You know you’re vulnerable. I’m pretty sure you’re aware of the fact you have limits to your control over things. You understand you can’t always get what you want (thank you, Mick Jagger), but did you know that you also feel something when you are vulnerable? You see, unrest is a sharp spike of nervous system activation that jolts you when you bump up against an immediate instance of your human limits. When you want something, anything really, and you twig to the fact that the object of your desire is not entirely in your grasp, you’re plucked like a bowstring and begin to quiver.
Unrest is your very own biofeedback letting you know you cannot secure something you want with 100 percent certainty. Whether it’s landing that great job, having a good night’s sleep, meeting the partner of your dreams, losing your keys, catching the bus, not catching Covid, your cat barfing on your carpet, your kids launching successfully, getting your brother to quit drinking, saving the planet from climate change, or making this perfect moment where we are all finally together again, laughing and talking, last forever and never end… It. Is. Not. Entirely. Up. To.
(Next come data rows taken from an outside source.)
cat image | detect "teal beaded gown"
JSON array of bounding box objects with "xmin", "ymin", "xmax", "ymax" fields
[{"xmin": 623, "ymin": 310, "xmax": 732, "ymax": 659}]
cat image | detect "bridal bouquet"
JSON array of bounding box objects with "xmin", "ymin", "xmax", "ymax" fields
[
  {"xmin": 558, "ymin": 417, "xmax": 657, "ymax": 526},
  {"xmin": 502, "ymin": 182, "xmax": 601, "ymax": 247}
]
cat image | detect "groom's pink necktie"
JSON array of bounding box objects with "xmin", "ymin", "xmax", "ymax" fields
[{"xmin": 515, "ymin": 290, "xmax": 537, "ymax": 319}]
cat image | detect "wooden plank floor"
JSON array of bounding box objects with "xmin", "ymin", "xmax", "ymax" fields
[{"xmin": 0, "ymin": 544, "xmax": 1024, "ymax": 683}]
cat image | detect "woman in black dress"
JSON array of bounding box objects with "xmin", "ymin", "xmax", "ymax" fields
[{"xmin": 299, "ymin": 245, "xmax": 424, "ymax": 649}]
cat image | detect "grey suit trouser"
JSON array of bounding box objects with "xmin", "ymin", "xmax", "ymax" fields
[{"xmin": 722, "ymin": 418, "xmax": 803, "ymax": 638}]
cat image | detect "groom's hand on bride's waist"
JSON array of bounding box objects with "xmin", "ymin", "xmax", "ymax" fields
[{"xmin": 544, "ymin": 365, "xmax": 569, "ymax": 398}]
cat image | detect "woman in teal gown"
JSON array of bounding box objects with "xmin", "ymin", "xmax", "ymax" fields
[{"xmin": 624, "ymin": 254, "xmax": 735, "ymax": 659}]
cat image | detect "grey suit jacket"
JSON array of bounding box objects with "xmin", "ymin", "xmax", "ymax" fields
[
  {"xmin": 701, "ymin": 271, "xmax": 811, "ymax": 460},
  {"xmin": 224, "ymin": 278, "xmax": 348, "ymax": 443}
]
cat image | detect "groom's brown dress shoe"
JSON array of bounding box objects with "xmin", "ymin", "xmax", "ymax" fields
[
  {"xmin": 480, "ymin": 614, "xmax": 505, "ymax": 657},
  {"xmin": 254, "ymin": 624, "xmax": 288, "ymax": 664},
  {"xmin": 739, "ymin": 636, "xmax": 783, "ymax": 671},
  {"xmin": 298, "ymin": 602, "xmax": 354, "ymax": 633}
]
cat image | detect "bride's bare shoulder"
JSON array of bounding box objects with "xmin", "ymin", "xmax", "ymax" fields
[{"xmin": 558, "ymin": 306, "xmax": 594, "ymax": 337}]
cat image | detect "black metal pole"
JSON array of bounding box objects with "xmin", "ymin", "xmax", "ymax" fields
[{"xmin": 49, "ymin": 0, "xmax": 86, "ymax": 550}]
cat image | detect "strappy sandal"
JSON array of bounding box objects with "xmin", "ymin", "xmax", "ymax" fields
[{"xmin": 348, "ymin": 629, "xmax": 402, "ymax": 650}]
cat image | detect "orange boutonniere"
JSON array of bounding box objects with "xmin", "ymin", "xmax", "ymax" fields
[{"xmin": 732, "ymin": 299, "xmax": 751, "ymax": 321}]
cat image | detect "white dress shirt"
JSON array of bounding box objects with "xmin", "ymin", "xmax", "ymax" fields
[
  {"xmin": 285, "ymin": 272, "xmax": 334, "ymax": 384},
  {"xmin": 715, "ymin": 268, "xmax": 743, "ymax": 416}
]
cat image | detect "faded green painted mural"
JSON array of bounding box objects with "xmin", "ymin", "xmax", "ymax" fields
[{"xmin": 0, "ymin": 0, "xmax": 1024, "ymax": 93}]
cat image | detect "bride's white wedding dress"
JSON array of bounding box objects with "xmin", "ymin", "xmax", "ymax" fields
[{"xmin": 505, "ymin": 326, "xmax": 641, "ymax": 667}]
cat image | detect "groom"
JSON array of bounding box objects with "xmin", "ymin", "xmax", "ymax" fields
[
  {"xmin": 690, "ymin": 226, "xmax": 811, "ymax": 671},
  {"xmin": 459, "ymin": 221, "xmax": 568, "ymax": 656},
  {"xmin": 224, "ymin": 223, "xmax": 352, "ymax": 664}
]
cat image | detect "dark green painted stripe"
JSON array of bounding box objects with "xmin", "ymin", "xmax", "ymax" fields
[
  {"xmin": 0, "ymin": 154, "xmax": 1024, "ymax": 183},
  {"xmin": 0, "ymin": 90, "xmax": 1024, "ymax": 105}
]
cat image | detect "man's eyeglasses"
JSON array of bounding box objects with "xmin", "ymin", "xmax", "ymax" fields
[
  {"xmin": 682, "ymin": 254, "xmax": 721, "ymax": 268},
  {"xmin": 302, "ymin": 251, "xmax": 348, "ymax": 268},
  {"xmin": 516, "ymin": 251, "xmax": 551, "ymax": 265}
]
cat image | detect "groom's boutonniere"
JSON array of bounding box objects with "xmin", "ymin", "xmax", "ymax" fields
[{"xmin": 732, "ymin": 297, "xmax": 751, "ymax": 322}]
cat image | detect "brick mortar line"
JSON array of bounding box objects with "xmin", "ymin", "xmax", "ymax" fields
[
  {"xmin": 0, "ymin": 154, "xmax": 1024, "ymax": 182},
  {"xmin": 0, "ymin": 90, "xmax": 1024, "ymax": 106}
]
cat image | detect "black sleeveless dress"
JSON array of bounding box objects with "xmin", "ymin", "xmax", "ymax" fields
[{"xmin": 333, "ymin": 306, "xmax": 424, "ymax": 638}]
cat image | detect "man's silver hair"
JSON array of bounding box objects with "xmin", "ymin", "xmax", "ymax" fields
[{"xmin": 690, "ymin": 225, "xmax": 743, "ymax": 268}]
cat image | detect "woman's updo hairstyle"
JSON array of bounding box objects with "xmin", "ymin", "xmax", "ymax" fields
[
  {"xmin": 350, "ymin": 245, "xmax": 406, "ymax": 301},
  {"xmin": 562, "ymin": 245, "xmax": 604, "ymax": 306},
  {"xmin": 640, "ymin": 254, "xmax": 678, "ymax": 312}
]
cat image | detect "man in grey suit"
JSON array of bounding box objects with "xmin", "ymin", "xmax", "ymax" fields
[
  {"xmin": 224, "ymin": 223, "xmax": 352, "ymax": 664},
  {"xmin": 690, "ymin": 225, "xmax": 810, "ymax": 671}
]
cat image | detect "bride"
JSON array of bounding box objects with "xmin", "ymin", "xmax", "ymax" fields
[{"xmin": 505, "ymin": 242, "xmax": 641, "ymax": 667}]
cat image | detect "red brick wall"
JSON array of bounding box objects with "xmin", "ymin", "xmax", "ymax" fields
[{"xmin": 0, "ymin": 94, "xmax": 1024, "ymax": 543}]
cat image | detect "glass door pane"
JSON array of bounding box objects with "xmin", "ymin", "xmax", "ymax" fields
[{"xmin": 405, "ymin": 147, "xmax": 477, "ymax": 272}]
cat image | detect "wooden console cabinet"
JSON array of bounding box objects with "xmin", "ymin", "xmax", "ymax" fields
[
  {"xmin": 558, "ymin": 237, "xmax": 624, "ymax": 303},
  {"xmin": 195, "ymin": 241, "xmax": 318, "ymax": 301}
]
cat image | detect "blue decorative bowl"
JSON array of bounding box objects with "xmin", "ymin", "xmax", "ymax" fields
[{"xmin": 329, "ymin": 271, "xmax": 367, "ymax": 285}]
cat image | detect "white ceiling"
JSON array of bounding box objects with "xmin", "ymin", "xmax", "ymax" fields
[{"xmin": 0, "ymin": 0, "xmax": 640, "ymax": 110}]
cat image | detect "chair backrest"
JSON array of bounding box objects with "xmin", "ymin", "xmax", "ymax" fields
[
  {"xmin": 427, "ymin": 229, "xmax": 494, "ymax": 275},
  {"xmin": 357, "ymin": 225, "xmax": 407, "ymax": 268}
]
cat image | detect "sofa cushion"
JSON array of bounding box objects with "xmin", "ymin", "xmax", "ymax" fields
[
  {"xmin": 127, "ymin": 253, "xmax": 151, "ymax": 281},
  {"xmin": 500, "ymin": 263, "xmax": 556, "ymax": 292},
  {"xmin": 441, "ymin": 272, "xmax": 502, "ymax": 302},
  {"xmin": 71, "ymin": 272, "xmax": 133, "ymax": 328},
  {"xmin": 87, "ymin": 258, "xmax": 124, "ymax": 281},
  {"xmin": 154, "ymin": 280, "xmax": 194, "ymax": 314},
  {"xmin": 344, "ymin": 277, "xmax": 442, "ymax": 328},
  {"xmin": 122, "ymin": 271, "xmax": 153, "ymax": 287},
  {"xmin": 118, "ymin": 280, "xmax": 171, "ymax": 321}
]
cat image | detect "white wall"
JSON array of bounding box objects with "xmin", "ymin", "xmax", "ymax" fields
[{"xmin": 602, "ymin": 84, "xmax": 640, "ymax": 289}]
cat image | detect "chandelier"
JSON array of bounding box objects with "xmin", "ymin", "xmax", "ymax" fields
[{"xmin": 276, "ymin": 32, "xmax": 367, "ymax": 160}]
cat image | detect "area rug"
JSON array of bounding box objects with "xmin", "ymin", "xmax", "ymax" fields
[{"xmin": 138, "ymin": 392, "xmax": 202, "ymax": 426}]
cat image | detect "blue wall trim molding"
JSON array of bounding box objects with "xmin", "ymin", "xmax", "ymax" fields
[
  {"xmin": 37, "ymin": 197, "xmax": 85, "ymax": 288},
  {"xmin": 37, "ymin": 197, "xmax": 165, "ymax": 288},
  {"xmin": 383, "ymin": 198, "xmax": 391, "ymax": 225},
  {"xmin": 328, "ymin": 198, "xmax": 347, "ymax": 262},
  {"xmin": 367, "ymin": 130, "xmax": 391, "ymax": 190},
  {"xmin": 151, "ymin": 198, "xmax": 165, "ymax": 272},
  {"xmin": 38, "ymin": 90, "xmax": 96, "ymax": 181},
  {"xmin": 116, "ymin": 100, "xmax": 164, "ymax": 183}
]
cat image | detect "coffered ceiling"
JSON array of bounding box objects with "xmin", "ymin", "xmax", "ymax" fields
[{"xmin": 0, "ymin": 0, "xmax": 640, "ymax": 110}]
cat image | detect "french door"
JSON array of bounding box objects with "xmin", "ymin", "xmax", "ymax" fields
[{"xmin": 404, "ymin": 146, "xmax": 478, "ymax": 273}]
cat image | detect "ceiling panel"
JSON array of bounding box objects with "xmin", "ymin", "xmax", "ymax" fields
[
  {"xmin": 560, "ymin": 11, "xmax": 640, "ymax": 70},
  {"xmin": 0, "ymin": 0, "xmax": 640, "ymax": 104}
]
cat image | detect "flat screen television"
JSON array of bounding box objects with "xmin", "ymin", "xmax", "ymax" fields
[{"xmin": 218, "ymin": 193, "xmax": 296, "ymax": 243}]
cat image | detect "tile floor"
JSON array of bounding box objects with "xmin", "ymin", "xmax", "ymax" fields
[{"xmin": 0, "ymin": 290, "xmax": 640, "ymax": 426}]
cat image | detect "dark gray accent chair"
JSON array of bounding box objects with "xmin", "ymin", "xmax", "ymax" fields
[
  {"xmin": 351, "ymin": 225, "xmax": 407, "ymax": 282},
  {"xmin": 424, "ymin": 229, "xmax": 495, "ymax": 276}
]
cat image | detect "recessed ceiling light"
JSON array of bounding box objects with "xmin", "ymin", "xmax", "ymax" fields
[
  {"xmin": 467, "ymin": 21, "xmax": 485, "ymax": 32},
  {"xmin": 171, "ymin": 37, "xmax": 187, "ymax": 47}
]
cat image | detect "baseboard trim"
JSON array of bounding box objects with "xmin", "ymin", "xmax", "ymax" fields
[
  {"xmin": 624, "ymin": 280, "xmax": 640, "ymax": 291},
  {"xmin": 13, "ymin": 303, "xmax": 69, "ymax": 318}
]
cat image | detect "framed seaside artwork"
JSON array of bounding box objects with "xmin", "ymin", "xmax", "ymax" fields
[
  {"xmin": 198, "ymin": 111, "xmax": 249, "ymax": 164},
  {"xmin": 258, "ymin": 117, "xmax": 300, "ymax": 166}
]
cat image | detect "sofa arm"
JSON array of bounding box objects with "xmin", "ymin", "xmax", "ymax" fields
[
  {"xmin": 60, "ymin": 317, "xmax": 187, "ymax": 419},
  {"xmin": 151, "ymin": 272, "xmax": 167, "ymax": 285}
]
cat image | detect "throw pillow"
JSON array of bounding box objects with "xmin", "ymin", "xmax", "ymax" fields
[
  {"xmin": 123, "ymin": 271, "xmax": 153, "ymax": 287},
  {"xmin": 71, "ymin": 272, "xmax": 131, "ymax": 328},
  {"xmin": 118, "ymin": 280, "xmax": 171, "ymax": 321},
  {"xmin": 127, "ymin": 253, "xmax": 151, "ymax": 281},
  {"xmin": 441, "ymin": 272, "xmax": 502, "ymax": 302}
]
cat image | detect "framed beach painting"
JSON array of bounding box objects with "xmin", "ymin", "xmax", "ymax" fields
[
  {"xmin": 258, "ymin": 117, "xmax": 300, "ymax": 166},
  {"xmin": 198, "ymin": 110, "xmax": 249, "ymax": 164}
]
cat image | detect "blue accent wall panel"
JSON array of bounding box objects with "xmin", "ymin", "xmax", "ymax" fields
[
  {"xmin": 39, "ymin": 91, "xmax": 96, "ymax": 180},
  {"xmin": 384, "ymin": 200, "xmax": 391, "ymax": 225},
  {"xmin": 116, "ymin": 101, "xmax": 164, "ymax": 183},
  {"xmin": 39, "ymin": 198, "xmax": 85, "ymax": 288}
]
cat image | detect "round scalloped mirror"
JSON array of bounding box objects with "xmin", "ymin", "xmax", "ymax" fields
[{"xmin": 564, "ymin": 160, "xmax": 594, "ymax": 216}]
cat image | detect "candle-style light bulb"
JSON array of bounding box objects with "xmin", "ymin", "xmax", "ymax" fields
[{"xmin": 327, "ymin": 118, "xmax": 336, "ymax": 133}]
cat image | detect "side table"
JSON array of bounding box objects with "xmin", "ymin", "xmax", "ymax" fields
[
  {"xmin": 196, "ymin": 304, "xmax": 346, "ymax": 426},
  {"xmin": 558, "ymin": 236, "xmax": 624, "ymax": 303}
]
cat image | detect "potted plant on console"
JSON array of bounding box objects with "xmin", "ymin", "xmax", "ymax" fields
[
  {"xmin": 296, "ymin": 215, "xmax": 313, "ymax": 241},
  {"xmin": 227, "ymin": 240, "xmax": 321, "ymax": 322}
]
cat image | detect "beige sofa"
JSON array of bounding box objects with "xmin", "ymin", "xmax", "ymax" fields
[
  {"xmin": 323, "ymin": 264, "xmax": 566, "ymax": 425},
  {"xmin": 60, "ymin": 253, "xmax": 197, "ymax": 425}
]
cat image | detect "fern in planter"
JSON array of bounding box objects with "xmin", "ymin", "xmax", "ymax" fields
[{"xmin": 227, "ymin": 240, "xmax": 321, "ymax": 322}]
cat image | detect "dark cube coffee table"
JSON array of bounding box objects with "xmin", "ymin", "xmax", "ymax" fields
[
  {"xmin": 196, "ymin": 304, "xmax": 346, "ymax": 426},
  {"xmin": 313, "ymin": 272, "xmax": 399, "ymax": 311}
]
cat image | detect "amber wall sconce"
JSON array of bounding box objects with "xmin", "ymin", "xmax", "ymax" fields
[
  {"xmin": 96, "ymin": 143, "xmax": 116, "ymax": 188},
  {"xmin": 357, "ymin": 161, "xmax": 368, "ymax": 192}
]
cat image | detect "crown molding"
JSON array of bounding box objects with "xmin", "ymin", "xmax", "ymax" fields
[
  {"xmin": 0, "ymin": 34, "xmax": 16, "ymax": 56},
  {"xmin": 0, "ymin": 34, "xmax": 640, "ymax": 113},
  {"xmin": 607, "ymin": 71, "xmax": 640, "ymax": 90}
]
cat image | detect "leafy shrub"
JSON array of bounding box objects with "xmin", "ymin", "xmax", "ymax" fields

You.
Vulnerability is a fact of life and unrest is your experience of that fact. When what you want is met with limits to making it happen, your body alerts you with sensations that are indistinguishable from fear. And therein lies our predicament. Your friend unrest doesn’t look so friendly. But vulnerability is not danger. Vulnerability is simply longing bumped against limits. Painful but not dangerous.
We’re wired to avoid things that evoke fear, so we focus outward, escaping our inner discomfort but also losing touch with our inner truth. We scan and brace for danger. We find ourselves in mental worry movies and busy activity and don’t even know why we’re scrolling our social media feed or fretting about our health again or feeling the urge to eat even though we’re not hungry.
We need to embrace unrest like a friend rather than brace against it like a threat. Then we can open to the truth of our human vulnerability, feel the emotion that comes with that, and grow into more of who we are deeply meant to be.
This is not easy. But you are so worth it.